La croissance exponentielle du nombre de visiteurs sur les sites
a ouvert une véritable niche pour le net-business et stimulé
l'émergence de nouveaux commerces en ligne. Certains internautes
ont trouvé refuge dans cette vie virtuelle et passent leur
temps à surfer sur le net pour réaliser leurs activités
quotidiennes : recherches d'informations, rencontres avec des amis,
forums de discussion, courriers électroniques.

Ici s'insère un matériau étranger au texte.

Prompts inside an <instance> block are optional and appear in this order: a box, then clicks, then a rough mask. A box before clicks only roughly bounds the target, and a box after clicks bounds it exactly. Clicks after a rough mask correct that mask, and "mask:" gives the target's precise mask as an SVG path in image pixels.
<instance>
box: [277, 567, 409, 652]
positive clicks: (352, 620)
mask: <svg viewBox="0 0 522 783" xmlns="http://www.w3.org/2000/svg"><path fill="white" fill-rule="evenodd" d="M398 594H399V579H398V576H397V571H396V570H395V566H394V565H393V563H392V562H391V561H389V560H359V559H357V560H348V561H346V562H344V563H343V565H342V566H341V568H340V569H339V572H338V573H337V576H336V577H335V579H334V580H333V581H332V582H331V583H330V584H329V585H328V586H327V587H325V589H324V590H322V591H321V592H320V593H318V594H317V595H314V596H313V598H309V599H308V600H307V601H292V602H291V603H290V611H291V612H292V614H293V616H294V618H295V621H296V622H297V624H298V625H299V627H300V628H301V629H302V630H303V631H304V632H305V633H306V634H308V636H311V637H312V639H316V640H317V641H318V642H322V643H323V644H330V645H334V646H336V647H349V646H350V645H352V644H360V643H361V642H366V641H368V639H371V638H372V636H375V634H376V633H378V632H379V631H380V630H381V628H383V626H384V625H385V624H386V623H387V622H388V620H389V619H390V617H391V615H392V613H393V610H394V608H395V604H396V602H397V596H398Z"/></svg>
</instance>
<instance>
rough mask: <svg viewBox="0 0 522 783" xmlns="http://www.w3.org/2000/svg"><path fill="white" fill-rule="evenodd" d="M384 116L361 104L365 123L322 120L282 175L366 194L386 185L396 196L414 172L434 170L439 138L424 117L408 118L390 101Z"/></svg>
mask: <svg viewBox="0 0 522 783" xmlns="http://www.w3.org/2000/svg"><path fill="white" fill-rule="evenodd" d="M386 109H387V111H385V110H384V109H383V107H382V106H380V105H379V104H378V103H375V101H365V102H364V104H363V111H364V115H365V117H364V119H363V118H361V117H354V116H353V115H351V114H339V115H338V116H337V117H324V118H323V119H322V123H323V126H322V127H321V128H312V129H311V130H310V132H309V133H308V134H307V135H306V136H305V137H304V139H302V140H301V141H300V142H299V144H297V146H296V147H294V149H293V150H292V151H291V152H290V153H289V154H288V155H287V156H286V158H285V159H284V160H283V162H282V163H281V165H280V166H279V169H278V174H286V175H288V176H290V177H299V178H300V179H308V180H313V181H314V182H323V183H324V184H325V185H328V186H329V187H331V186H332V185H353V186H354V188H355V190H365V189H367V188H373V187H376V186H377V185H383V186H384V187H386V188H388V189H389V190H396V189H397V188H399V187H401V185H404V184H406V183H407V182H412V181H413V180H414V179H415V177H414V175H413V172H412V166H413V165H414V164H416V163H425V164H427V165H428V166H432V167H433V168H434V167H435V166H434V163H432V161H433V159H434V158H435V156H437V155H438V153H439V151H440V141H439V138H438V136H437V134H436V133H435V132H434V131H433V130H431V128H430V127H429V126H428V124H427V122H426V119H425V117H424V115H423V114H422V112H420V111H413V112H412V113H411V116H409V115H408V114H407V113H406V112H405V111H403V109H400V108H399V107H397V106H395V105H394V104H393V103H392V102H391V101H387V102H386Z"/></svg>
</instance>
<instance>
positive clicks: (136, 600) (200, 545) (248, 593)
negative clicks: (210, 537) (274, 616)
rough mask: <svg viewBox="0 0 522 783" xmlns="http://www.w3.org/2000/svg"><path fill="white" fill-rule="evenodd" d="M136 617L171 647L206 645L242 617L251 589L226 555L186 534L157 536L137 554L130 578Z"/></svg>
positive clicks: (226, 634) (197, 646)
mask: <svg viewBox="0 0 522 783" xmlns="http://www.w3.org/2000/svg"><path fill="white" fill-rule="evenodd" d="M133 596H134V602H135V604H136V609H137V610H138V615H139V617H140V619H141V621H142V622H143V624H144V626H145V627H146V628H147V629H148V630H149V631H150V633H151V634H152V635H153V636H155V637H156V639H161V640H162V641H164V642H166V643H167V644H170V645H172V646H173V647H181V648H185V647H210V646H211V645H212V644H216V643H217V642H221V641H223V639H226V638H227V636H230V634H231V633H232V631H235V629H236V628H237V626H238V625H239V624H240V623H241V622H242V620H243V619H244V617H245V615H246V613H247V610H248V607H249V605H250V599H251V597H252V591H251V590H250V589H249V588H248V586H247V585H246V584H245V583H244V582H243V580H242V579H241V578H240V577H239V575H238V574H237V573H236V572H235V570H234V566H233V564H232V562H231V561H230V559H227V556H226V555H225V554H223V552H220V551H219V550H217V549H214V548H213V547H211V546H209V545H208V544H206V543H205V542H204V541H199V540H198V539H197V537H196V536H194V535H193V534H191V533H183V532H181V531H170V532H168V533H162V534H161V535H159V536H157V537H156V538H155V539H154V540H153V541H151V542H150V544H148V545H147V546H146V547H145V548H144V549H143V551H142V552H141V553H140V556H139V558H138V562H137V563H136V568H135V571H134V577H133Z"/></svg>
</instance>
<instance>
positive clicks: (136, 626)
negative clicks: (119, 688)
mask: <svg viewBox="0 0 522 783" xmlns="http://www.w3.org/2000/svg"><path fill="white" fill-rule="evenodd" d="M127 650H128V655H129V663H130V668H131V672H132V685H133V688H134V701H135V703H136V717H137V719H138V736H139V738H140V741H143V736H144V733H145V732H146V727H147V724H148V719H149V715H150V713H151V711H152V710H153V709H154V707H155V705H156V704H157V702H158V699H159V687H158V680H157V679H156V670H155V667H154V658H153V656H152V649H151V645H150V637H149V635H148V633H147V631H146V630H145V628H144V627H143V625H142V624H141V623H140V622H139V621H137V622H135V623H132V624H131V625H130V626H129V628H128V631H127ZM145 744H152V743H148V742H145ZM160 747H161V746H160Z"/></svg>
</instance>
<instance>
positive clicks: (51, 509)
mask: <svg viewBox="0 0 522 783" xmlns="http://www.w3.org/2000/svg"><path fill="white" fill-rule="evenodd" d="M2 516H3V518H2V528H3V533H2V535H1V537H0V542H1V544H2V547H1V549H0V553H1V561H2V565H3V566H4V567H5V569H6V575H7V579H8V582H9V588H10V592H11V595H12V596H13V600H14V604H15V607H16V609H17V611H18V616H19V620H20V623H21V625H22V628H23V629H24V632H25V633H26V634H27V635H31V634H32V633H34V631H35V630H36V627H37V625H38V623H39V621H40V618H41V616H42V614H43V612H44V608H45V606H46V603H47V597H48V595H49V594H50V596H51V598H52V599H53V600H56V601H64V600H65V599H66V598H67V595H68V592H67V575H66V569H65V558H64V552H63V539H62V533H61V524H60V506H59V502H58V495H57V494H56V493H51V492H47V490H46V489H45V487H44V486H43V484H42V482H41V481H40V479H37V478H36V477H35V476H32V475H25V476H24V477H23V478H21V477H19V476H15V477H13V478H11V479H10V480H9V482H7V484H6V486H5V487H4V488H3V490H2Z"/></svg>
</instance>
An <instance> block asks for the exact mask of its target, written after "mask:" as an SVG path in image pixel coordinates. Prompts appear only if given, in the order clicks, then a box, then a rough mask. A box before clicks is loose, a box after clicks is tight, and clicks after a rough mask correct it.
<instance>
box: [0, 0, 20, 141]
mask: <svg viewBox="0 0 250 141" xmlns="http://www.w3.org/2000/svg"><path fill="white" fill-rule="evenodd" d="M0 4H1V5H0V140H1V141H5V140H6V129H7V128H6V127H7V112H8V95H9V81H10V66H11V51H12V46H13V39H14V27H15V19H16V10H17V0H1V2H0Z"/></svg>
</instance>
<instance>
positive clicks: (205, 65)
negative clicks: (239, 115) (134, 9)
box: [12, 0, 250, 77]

Ainsi, selon les études, plusieurs millions de personnes,
dont 68 % sont titulaires d'un dipl?me supérieur et gagnent
un revenu mensuel d'environ 3 000 yuans, seraient concernées
par ce nouveau mode de vie. Agés d'une moyenne de 32 ans,
ces fanatiques de l'informatique ont complètement intégré
Internet dans leur vie quotidienne et professionnelle. Partageant
la même passion, ils s'expriment unanimement : «nous
ne pouvons imaginer notre vie sans un ordinateur, ce serait comme
être privé d'oxygène».
Avant qu'il ne s'intéresse au net, Viky n'imaginait pas que
la vie pouvait être aussi simplifiée en se connectant
quotidiennement au réseau et l'expérience dont il
tire le plus de fierté est celle d'avoir vécu un mois
en effectuant tous ses achats journaliers par Internet. C'est selon
lui, un mode de vie encore récent en Chine qui apporte bien
plus que ce qu'on en attend initialement.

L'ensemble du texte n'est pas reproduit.